When Melanie the nurse told him to come back the next day he said he wouldn’t return for an idiot. And then he was sent to a dermatologist by mistake and he got even angrier, and he was too tense during his dialysis and he collapsed and they had to put him into the emergency room.

At his age, Titi says, you don’t educate donkeys. And then, interrupting our stream of conversation, “To hell with these medicines. It would be nice to have something good to eat!”

And the vision of Titi, on the last day of November and the first day the rain started freezing: shrinking from the doorway, his nose and left cheek a bloody, congealed mess, so gruesome it hurt to look at. He had fallen, again, face-down on his stone floor. And he was angry, not at having fallen, but for all the attention: Janine clucking over him, telling him he should wear the necklace alarm like she did, while he pooh-poohed at the idea, taking out a ball of a handkerchief he had probably never washed and wiping his runny nose, roughly, while bits of dried blood flaked off and disappeared into the filth of the floor. He hated the attention, and knew Janine would tell everyone. Once, a long while ago, he had been in an ambulance and even the nurse inside had told him of news that concerned him that she had got from Janine.

 
 

As the last cock in the village crows, Titi tells me why the rooster was the symbol of France: “It is the only creature that sings while standing in the merde.”

And meanwhile, the insides of the country have been eaten away, leaving a hollow in the very heart of France. This is la Creuse, one of the poorest, least populated départements of the country, the France that the French never speak about.

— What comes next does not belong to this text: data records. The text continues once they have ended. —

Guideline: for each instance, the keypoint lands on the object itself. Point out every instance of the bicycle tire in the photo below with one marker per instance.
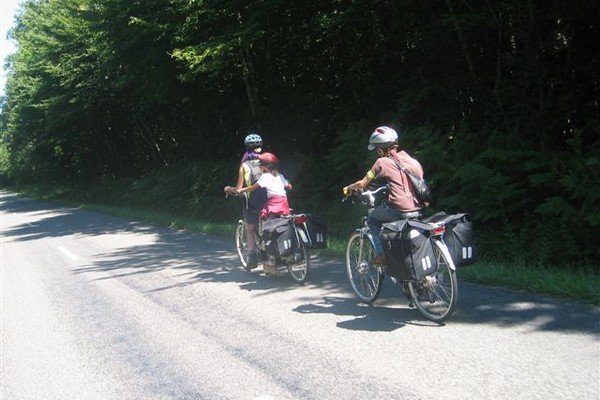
(241, 244)
(435, 296)
(365, 279)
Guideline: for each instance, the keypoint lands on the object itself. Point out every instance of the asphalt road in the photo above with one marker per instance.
(99, 307)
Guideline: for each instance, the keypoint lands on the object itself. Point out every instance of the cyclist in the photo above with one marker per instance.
(248, 174)
(277, 203)
(402, 201)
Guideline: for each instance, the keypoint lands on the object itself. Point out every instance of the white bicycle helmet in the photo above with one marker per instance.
(253, 140)
(383, 137)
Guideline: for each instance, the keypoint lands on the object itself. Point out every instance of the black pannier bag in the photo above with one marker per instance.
(317, 232)
(460, 239)
(279, 236)
(408, 249)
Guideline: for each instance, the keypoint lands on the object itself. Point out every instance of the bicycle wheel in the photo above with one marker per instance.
(365, 278)
(241, 244)
(435, 296)
(299, 264)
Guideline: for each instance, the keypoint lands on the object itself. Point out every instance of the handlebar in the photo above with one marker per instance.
(368, 195)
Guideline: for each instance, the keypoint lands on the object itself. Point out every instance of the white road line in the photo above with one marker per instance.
(68, 253)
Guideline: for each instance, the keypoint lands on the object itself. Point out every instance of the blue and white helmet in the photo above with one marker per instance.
(252, 141)
(383, 137)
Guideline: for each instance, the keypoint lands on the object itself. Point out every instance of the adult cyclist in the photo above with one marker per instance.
(248, 174)
(402, 201)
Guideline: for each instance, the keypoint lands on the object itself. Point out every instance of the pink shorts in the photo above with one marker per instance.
(275, 205)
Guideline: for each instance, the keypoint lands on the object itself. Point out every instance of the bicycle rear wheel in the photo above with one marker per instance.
(365, 278)
(241, 244)
(435, 295)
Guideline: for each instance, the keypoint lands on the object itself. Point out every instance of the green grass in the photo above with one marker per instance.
(582, 284)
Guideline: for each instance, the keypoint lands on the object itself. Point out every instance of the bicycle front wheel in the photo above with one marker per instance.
(435, 295)
(365, 278)
(241, 244)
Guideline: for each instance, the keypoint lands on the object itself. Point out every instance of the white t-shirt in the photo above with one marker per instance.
(275, 185)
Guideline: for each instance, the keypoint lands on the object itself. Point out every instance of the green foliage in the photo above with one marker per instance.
(498, 100)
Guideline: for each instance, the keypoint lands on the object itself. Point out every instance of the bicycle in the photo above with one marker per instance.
(435, 295)
(297, 263)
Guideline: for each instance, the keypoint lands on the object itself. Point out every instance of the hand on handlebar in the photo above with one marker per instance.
(231, 190)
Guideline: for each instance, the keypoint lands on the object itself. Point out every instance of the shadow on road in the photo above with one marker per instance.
(202, 258)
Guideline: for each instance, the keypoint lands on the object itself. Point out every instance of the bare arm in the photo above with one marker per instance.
(358, 185)
(249, 188)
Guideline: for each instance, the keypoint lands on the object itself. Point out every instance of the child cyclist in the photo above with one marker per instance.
(277, 203)
(248, 174)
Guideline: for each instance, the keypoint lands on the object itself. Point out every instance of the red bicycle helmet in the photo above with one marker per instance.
(268, 159)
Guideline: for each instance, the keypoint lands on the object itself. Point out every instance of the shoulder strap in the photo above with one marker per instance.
(403, 168)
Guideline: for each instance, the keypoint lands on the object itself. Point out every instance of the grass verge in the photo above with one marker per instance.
(581, 285)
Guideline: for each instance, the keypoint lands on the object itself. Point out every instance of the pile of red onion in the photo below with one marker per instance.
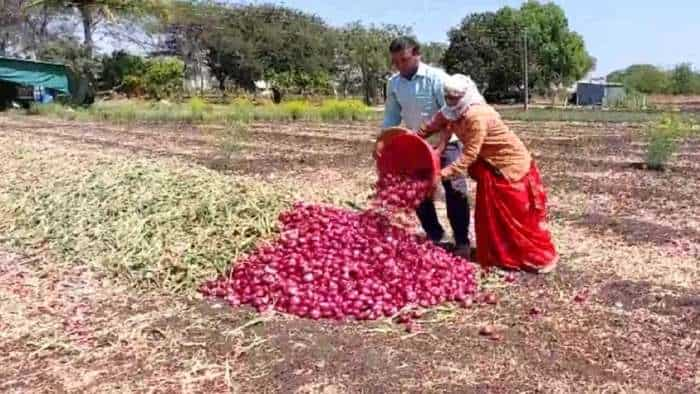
(397, 193)
(341, 264)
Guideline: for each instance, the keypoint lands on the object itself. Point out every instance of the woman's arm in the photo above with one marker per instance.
(437, 123)
(472, 134)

It is the France that France forgot. And in this center, splatters of dead villages (it is rumored that it is easier for the central government to get people to leave rather than to invest in infrastructure here), and in the middle of this splatter: the loneliest village in France, with the last of its original residents.

 
 

Titi was a semi-detached spectator as his family’s fortunes nosedived till he was left with nothing. To outsiders his was a miserable life, but he himself was never miserable. In some strange way he was always content, somehow at peace alone each evening with his sausage and knife and TV (with a Western movie showing at the best of times), and there was always something about him that attracted people to him, even if all they were looking for was a bit of talk and bad wine. But perhaps they also envied him: his independence, the way he could somehow live his own way, separate from the world around. Jean didn’t come for the talk and sometimes bullied Titi when he didn’t get the wine, switching off his electricity and stealing his wood. Others were better company: the baker with the bad thumb, or the big farmer with the hunting dogs in the back of his white van, or the farmer who looked like rock carved a long time ago who sold Titi potatoes.

 
 

Titi had more company when he was a young man. There were 60 people in the village in those days, enough to support a café, which only had a license for apéritif. It was owned by a family from Clermont, but the wine came from a dealer in Charonsat. The café, located conveniently behind Titi’s house, was full of men on Sundays. Like Titi, who blew up his money in such places, taking tattered francs out from between the pages of an old book no one ever read, until there were none left.

Later, Titi’s son-in-law, who was méchant, burnt the book and Titi’s old photos and then he was left with only memories. As the insurance agent Jean-Michel tells me: “Even the pigeons fly upside down over Creuse so they don’t have to look at its misery.”